Damit ihr Anliegen im Streit mit Brüssel aber nicht untergeht, telefoniert sie regelmässig mit Barrie Deas, dem Chef des britischen Fischereiverbandes NFFO. Dessen Zentrale liegt in York. Wegen Corona werden dort aber zurzeit keine Gäste empfangen. Deas arbeitet von zu Hause aus. Wenn man mit ihm am Telefon über die Brexit-Verhandlungen spricht, klingt er ganz zuversichtlich.
David Frost, rem britischen Chefunterhändler, habe ihm versichert, dass die Anliegen der Fischereiindustrie eine sehr hohe Priorität hätten. «Alles, was wir wollen, ist, dass wir wieder ein souveräner unabhängiger Küstenstaat werden - so wie Norwegen», sagt Deas.
Bei diesem emotionalen Thema darf sich Boris Johnson eigentlich keine Niederlage erlauben.
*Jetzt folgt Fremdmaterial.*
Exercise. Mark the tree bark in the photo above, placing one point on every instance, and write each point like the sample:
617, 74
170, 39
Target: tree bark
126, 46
Insofern können die britischen Fischer durchaus guter Hoffnung sein.
«Unsere Fischer sind fast alle weg, und sie werden auch nicht wiederkommen.»
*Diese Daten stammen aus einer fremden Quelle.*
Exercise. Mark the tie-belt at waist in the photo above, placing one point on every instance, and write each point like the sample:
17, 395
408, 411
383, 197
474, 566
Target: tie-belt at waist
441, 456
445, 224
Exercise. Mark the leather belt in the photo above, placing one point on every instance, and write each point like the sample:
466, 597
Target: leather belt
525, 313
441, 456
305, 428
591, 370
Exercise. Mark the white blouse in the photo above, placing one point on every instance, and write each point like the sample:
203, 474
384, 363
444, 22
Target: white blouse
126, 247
In Grimsby ist mancher nicht ganz so optimistisch. Ein Mittwochabend im Juli, kurz vor 18 Uhr. So langsam kommen die Schiffe, die tagsüber draussen auf dem Meer waren, zurück in den Hafen. Wer rein darf, bestimmt Martin Brydges, der Schleusenwart. Er sagt: «Unsere Fischer sind fast alle weg, und sie werden auch nicht wiederkommen.»
Die meisten Männer, die auf den Booten abends in die Marina von Grimsby fahren, haben mit Fischfang nichts mehr zu tun. Sie arbeiten tagsüber in den Windparks vor der Küste. Dort wird Energie gewonnen, die das Land braucht. «Die neue Zeit», sagt Brydges und lächelt milde.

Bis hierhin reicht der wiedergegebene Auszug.